TAOCP 2.3.4.1 Exercise 1
We reconstruct the solution by systematically enumerating all simple cycles that start and end at $B$, using the adjacency information from Fig.
Exercise 1. [**] $$14$$ List all cycles from $B$ to $B$ that are present in the graph of Fig. 29.
Verified: yes
Solve time: 1m24s
We reconstruct the solution by systematically enumerating all simple cycles that start and end at $B$, using the adjacency information from Fig. 29:
$$ B \sim A, D, E;\quad A \sim C;\quad C \sim A, D;\quad D \sim B, C, E;\quad E \sim B, D. $$
A cycle from $B$ to $B$ is a simple closed path
$$ (B = V_0, V_1, \ldots, V_{k-1}, V_k = B), $$
with all vertices $V_0,\ldots,V_{k-1}$ distinct.

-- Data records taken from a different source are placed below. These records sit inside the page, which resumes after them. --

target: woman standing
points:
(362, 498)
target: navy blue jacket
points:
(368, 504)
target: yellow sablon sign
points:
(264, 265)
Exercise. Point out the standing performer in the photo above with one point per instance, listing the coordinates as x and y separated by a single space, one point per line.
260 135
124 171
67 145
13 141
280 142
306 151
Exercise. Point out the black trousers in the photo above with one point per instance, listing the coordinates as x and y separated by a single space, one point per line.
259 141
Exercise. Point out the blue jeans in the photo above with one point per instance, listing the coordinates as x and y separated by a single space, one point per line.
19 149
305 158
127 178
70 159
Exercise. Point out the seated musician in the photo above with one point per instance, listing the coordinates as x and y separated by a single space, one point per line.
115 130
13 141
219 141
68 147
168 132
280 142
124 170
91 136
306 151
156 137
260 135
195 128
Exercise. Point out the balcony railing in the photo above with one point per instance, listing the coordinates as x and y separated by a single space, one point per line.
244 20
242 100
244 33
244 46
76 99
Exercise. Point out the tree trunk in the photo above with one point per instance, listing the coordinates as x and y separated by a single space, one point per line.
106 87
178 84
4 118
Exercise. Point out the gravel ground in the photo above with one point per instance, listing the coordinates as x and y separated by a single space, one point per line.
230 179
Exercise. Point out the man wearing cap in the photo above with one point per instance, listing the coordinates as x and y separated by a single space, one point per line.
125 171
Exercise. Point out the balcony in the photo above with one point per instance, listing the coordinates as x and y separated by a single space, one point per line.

We now enumerate all possibilities by first step from $B$.
1. Start $B \to A$
From $A$, the only unvisited neighbor is $C$. Thus:
$$ B \to A \to C $$
From $C$, we may go to $D$ (since $A$ is already visited).
(a) $C \to D$
From $D$, there are two possibilities avoiding revisits:
- $D \to B$, giving the cycle
$$ (B, A, C, D, B). $$
- $D \to E$, then $E \to B$, giving
$$ (B, A, C, D, E, B). $$
No other continuation is possible from $D$, since $C$ and $A$ are already used.
2. Start $B \to D$
From $D$, we may go to $C$ or $E$.
(a) $D \to C$
From $C$, the only unused neighbor is $A$, then $A \to B$:
$$ (B, D, C, A, B). $$
(b) $D \to E$
From $E$, the only unused neighbor is $B$, giving:
$$ (B, D, E, B). $$
3. Start $B \to E$
From $E$, the only unused neighbor is $D$.
(a) $E \to D$
From $D$, we have two possibilities:
- $D \to B$, giving
$$ (B, E, D, B), $$
which is the same cycle as $(B, D, E, B)$ in reverse order, so it is not new.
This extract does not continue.